Taylor Mead, R.I.P.

It’s being reported around the Internet today that underground film actor and poet Taylor Mead has passed away at the age of 88 after suffering a debilitating stroke. Mead famously starred in underground classics such as The Flower Thief (1960), Tarzan and Jane Regained.. Sort of (1963) and Ecstasy in Entropy (2000).
Although Mead will probably be most remembered for starring in numerous films by pop artist Andy Warhol, he got his film acting start in Ron Rice’s The Flower Thief (1960). Rice and fellow filmmaker Vernon Zimmerman met Mead at a San Francisco poetry reading and both cast him immediately in their productions. After The Flower Thief, Mead appeared in Zimmerman’s Lemon Hearts (1960-61).
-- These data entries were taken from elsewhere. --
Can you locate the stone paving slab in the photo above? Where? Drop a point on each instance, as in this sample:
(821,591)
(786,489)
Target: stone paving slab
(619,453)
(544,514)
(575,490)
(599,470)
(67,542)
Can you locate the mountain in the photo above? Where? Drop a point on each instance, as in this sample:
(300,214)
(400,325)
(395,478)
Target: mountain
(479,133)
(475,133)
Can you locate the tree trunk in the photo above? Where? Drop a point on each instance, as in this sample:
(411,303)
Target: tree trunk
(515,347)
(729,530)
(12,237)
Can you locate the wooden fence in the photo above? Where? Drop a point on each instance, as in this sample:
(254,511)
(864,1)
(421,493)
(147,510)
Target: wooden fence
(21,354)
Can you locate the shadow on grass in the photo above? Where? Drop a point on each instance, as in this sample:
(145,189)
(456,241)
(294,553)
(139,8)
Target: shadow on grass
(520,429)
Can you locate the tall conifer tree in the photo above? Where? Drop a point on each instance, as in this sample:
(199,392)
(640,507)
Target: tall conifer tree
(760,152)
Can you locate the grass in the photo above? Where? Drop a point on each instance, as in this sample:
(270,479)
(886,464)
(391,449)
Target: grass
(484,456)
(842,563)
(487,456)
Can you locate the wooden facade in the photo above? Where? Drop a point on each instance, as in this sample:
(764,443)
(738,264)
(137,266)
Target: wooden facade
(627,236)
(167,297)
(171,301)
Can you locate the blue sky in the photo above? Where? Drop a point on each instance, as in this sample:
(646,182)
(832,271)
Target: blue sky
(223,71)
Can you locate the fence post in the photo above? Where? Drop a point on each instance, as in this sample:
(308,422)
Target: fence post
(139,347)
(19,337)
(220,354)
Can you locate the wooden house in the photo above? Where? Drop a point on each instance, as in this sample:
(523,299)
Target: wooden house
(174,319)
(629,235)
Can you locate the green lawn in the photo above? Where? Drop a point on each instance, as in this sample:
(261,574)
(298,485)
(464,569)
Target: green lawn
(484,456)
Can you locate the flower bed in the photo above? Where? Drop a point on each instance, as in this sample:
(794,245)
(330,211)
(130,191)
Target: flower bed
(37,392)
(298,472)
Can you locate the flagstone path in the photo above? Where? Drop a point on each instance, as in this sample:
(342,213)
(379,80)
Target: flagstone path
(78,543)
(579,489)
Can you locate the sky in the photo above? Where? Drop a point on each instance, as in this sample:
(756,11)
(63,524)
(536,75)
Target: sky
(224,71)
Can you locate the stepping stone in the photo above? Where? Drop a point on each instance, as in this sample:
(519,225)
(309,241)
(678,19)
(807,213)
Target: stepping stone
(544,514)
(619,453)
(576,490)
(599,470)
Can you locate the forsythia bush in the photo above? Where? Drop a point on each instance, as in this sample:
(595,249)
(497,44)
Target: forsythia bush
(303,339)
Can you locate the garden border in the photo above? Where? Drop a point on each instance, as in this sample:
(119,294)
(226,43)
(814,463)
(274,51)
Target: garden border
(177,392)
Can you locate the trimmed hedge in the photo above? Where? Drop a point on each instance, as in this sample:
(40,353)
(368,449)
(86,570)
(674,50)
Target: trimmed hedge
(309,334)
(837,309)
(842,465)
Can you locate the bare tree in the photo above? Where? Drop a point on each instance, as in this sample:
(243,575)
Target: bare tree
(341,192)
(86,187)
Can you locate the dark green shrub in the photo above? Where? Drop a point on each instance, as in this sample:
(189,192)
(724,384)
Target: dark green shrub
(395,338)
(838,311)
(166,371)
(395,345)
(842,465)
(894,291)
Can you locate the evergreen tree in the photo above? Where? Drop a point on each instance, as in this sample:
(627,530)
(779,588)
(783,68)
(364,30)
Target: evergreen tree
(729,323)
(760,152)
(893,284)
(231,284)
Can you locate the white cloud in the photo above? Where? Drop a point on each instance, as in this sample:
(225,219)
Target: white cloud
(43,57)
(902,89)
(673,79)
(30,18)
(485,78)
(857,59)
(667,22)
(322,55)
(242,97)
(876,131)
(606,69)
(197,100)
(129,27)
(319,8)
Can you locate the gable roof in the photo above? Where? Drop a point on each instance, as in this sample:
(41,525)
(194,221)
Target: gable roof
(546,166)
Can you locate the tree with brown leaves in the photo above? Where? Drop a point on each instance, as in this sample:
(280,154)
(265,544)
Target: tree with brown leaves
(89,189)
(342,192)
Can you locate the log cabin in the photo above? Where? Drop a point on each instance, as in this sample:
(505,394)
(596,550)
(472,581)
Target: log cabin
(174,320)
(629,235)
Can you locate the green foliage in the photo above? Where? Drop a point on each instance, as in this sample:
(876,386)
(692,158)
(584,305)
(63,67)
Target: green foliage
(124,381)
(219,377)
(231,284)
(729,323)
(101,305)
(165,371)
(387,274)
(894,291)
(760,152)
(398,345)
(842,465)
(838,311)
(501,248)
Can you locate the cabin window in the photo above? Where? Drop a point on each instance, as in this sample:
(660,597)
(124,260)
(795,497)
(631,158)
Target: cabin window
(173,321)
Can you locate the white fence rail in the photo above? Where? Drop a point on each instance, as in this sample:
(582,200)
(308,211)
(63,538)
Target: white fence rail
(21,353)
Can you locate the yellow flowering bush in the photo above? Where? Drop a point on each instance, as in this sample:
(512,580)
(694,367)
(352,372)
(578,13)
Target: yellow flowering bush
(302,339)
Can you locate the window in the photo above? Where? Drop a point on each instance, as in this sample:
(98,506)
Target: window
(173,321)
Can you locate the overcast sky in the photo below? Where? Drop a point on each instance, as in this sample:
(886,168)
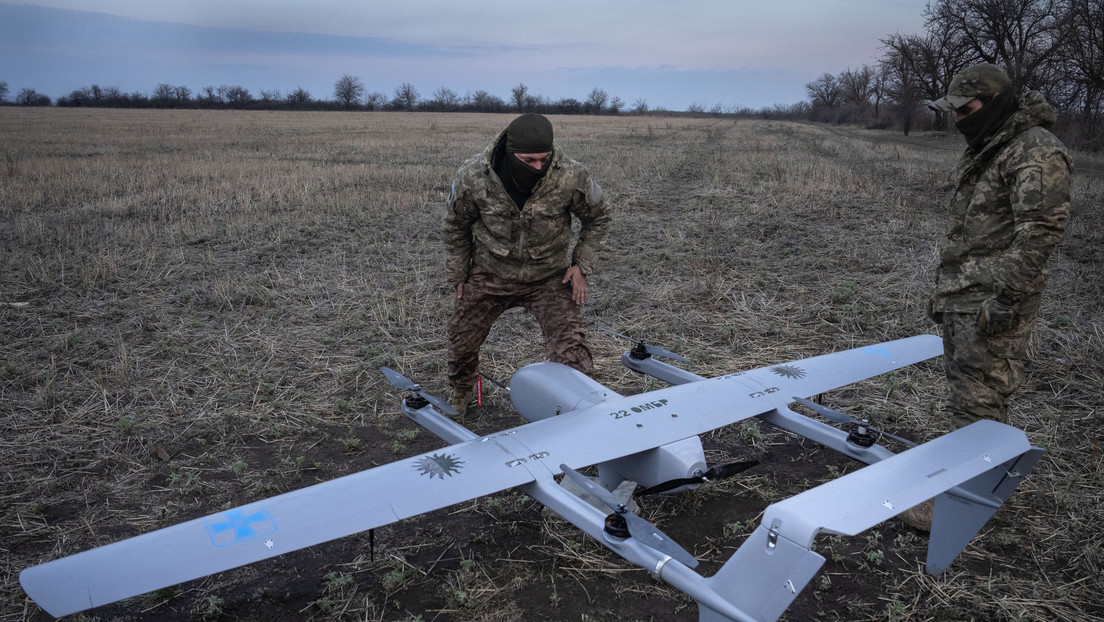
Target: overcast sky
(668,53)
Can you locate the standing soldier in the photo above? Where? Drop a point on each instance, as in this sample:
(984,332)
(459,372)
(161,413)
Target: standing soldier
(1007,214)
(508,231)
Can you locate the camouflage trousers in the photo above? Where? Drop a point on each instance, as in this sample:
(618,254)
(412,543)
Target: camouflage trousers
(983,370)
(485,298)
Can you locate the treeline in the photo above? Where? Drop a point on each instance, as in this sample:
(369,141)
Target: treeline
(1055,46)
(350,94)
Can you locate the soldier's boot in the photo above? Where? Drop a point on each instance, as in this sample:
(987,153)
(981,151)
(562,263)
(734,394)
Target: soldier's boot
(919,516)
(459,400)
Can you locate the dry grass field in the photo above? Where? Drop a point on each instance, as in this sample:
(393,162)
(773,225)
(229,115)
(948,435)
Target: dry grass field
(194,306)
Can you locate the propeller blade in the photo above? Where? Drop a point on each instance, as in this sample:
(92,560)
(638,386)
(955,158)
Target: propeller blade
(719,472)
(403,383)
(844,418)
(637,527)
(654,350)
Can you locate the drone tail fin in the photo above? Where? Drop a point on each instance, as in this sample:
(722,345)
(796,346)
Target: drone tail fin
(969,473)
(762,579)
(958,517)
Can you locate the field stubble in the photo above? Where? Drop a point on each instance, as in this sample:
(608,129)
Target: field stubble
(194,305)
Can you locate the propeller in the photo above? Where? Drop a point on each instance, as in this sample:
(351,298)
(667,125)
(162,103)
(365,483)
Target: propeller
(842,418)
(403,383)
(637,527)
(719,472)
(644,350)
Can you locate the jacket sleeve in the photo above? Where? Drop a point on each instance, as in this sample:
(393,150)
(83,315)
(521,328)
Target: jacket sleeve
(593,213)
(460,212)
(1039,181)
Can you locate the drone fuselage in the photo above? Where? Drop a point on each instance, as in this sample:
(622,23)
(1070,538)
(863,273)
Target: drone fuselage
(548,389)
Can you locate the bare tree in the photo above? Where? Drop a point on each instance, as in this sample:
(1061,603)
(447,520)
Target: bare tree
(484,102)
(1020,35)
(826,96)
(374,99)
(596,101)
(31,97)
(919,67)
(236,96)
(348,91)
(298,98)
(902,83)
(857,85)
(445,98)
(406,96)
(1081,59)
(518,96)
Mead also appeared in Adolfas Mekas’ comedy Hallelujah the Hills (1963) and starred in Rice’s The Queen of Sheba Meets the Atom Man (1963) before famously pairing up with Warhol for Tarzan and Jane Regained… Sort of (1963). He would go on to appear in numerous Warhol productions, including Nude Restaurant (1968), Imitation of Christ (1968) and the infamous Lonesome Cowboys (1967). He also starred as the President of the United States in Robert Downey, Sr.’s early feature Babo 73 (1964) and appeared in the mainstream classic Midnight Cowboy (1969).
He then continued to act in several less well-known underground films throughout the ’70s, ’80s and ’90s, such as Eric Mitchell‘s Underground U.S.A. (1980) and appear in small parts in NYC-based low budget indie films. Plus, thanks to the association with Warhol, Mead became a regular interviewee in the ubiquitous documentaries about the late pop artist and his cohorts, such as Superstar: The Life and Times of Andy Warhol (1990), Pie in the Sky: The Brigid Berlin Story (2000), Beautiful Darling (2010) and even Excavating Taylor Mead (2005). Mead also appeared in several productions by notorious Cinema of Transgression filmmaker Nick Zedd, including Ecstasy in Entropy (2000) and the Electra Elf TV show.
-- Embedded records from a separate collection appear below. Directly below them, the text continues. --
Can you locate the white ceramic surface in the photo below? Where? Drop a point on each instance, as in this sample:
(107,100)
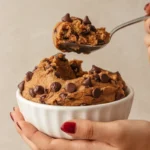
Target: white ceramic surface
(25,39)
(49,119)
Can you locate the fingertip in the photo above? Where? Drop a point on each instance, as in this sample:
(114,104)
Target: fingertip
(149,53)
(147,25)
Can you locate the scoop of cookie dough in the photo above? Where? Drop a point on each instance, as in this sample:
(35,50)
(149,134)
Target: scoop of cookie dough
(57,81)
(76,30)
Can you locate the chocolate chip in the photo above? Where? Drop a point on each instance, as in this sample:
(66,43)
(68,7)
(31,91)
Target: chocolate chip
(71,87)
(35,68)
(47,67)
(31,92)
(101,42)
(47,60)
(96,78)
(95,69)
(96,93)
(54,67)
(85,32)
(104,78)
(75,68)
(55,30)
(29,75)
(87,82)
(57,74)
(55,86)
(86,20)
(46,91)
(42,99)
(119,96)
(57,103)
(39,89)
(93,28)
(67,18)
(21,86)
(83,104)
(60,56)
(63,96)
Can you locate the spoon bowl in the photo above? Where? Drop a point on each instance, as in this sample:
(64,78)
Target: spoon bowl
(81,48)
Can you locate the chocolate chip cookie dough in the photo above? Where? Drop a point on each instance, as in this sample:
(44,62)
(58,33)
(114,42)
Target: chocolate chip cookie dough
(76,30)
(57,81)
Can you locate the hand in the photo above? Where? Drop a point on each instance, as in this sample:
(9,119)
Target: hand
(147,28)
(117,135)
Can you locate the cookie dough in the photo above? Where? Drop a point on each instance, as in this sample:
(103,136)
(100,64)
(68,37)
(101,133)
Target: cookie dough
(57,81)
(76,30)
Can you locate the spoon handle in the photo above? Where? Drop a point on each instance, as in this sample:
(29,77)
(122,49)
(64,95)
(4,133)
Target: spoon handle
(126,24)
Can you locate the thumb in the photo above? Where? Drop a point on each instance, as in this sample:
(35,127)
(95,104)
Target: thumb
(85,129)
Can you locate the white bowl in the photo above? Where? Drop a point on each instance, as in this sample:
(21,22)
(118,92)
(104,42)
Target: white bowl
(49,119)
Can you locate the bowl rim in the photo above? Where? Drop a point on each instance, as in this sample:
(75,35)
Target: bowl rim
(129,96)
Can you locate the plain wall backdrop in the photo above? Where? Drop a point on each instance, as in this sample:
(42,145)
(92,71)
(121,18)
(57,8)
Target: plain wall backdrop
(26,37)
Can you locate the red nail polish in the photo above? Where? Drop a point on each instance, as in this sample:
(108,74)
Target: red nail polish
(69,127)
(146,6)
(18,125)
(11,117)
(14,108)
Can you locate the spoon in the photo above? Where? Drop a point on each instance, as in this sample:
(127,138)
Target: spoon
(81,48)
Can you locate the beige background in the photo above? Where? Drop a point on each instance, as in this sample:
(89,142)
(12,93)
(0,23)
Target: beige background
(25,38)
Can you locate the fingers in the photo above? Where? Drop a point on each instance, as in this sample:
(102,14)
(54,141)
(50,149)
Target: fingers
(149,52)
(147,8)
(43,141)
(147,43)
(147,26)
(84,129)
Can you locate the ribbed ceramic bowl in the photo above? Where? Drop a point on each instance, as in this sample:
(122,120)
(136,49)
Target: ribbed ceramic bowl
(49,119)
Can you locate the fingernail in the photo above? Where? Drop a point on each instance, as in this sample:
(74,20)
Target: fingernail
(14,108)
(18,125)
(146,6)
(69,127)
(11,117)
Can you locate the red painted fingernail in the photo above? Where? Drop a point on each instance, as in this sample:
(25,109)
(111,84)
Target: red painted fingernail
(146,6)
(11,117)
(69,127)
(18,125)
(14,108)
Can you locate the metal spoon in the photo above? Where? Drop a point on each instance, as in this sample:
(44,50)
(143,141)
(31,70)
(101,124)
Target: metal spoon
(80,48)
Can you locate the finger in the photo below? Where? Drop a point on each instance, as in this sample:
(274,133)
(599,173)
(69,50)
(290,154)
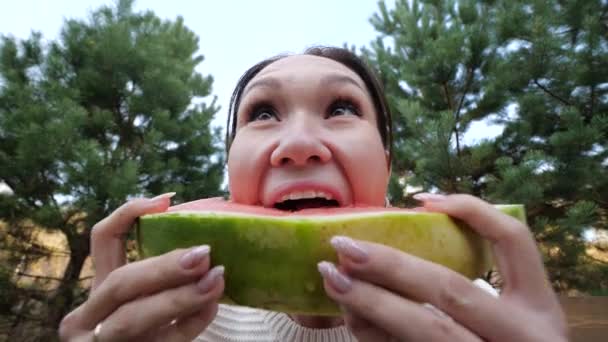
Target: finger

After leaving the West Coast and becoming an indelible fixture in the New York City film, art and poetry scenes, Mead was recently forced to leave his beloved Lower East Side due to a conflict with a developer rehabbing the tenement building where Mead had lived for decades. Mead passed away in Colorado where he was living with or near family.
(Filmstrip from The Flower Thief above taken from Sheldon Renan’s An Introduction to the American Underground Film.)